Many hours were spent on Facetime discussing everything from faith to football and we developed a relationship that was deeper and more intimate than one fostered by kisses and cuddles alone.
Discover why setting boundaries is important or how following Christian principles can help whilst dating.
Friendships are differentiated from work, church, or marriage relationships in that they are formed only by attachment—two people who enjoy each other or common interests.
Sometimes that means we need to tell our spouse “no” when they are not exercising self-control.
In the book, the authors gave the example of one spouse who continually makes the other late to events.
What they do not realize is that they are not doing anyone any favors by allowing their boundaries to be overstepped.
Boundary-injured people often feel used and overlooked, out-of-control and unable to say “no”.
I was dressed as Audrey Hepburn and he was dressed as the Energizer bunny (when I say dressed, I mean he had two batteries taped to his back).
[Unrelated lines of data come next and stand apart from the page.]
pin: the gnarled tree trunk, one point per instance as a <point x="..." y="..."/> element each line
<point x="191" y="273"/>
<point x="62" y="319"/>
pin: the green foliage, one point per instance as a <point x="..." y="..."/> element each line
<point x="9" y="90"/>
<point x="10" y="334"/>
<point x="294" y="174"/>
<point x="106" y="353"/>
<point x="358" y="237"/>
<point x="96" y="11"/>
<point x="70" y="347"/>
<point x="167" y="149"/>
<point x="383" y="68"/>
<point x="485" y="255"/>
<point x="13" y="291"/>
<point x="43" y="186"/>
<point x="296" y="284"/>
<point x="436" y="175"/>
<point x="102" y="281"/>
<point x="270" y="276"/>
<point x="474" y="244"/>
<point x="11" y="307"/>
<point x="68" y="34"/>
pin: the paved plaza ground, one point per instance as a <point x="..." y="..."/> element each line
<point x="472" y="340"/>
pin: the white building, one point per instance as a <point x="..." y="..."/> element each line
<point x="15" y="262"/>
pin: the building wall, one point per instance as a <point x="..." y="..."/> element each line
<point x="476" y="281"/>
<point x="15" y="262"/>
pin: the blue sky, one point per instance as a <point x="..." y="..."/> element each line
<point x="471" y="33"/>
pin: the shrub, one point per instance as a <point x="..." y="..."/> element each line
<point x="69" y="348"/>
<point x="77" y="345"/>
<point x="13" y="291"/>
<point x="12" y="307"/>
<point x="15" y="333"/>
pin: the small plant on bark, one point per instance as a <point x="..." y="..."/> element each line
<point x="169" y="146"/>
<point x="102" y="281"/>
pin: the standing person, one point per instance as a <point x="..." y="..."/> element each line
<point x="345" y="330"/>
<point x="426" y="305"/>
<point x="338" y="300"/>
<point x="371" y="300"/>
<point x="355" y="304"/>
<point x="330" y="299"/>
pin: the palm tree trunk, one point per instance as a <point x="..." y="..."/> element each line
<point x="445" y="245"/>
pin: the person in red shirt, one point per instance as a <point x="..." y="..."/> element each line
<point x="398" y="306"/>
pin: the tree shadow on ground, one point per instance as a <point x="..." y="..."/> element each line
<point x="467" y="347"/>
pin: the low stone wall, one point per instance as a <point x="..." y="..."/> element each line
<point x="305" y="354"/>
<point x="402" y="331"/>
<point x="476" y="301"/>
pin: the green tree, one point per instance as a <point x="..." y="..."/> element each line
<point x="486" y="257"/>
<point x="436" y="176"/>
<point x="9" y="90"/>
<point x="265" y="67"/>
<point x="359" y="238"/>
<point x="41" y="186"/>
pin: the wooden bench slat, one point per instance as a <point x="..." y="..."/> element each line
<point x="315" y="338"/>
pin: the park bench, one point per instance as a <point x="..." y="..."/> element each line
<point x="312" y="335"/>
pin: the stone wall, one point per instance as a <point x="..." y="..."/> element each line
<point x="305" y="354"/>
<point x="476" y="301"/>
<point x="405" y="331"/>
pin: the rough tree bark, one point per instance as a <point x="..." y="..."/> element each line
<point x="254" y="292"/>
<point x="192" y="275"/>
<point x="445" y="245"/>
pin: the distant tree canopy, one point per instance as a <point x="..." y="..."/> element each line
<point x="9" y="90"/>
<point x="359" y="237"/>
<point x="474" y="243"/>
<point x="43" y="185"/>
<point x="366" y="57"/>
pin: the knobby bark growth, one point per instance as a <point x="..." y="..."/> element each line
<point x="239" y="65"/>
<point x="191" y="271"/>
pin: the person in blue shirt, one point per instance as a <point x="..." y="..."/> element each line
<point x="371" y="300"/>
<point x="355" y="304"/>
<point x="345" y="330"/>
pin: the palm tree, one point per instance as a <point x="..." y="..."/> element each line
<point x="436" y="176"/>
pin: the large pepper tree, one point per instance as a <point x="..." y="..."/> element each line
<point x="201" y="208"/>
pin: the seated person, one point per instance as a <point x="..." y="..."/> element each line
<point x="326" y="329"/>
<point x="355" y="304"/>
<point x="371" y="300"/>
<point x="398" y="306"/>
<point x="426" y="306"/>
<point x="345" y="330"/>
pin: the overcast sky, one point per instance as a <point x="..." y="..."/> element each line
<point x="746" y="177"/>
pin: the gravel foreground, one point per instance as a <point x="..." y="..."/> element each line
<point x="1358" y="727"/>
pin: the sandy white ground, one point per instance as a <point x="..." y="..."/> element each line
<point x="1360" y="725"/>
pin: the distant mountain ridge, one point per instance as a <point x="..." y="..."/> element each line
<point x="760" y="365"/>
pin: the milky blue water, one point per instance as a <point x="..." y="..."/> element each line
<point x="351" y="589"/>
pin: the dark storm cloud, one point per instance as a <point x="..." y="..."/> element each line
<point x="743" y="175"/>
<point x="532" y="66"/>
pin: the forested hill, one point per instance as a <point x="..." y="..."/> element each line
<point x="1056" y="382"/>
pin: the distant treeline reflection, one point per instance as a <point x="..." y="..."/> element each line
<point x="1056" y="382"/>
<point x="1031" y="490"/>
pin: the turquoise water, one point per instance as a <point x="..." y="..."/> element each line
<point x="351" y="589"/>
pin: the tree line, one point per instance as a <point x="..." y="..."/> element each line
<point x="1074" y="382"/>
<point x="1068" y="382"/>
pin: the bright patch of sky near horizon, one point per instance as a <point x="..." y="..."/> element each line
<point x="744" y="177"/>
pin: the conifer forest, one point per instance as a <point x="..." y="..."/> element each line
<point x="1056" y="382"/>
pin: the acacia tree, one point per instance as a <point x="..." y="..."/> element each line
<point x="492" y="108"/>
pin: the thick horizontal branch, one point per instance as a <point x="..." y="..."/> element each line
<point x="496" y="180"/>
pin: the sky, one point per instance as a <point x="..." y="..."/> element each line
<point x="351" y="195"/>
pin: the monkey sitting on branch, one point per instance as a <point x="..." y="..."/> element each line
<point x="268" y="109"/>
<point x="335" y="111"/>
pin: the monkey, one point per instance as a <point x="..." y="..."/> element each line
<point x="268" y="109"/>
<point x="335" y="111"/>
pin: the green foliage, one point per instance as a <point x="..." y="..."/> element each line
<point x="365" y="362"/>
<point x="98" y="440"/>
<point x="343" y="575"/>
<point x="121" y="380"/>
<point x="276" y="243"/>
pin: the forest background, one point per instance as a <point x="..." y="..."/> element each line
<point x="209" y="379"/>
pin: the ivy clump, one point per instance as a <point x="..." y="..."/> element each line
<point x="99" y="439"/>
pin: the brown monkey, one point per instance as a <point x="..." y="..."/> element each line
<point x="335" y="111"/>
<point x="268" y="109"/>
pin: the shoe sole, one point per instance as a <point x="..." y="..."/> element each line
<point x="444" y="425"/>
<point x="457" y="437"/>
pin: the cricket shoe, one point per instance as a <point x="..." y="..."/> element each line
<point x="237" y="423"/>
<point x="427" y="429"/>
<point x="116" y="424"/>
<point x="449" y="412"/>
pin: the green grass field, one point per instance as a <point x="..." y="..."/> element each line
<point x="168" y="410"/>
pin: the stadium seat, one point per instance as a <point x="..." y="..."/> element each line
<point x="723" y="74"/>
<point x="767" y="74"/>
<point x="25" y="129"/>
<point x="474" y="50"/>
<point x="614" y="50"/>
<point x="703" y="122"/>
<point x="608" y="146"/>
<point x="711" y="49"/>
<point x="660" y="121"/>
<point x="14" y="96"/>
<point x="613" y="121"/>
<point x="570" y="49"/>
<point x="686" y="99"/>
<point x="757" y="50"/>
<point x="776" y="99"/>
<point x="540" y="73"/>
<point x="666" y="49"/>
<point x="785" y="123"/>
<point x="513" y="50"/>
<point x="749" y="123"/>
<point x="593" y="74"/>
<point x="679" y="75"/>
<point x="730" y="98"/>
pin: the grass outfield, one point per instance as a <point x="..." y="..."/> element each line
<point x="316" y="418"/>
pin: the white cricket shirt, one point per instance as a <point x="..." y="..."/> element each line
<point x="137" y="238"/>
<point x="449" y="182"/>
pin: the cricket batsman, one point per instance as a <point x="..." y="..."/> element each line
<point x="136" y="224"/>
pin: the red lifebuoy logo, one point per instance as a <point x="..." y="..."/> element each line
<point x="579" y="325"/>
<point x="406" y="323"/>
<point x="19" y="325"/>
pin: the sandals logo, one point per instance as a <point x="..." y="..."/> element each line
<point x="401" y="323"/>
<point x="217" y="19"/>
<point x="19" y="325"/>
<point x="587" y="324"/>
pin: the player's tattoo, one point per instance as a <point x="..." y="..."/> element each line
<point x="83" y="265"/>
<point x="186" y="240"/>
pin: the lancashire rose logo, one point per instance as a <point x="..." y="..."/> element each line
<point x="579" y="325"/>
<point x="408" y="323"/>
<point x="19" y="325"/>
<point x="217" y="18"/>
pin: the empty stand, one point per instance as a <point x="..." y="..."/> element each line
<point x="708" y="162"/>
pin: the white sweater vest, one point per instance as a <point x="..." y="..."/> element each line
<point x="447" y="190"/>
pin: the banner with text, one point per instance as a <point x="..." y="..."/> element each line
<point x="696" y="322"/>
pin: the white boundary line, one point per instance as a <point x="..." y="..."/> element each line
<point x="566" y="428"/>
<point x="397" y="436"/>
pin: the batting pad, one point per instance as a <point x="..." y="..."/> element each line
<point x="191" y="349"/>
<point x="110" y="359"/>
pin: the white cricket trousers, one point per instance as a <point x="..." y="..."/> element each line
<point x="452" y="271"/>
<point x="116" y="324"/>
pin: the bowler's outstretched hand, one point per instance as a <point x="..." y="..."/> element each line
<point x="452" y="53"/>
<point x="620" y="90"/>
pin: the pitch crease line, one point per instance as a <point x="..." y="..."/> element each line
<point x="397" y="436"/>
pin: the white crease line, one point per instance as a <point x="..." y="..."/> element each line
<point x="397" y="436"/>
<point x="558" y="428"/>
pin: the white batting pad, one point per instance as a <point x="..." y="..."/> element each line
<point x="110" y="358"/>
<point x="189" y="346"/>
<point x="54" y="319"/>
He tried to hold my hand that night, I got freaked out because no one had ever made a move on me before and then we went our separate ways.
This would imply we will enjoy everyone, something we don’t always have control over. Due to the one-flesh nature of marriage, boundary issues are most rampant in this sacred union and most important to be solved.
Friends are very significant, but they do not replace God, and we need to develop several deep friendships, so that we are not putting unrealistic expectations on any one friend. The bond is like none other on earth except with that of Christ, but the identities are separate, as well as the roles, responsibilities and personalities.
So you’ve just met someone new, you get along great and you’re enjoying the rush of affection that comes with the honeymoon period.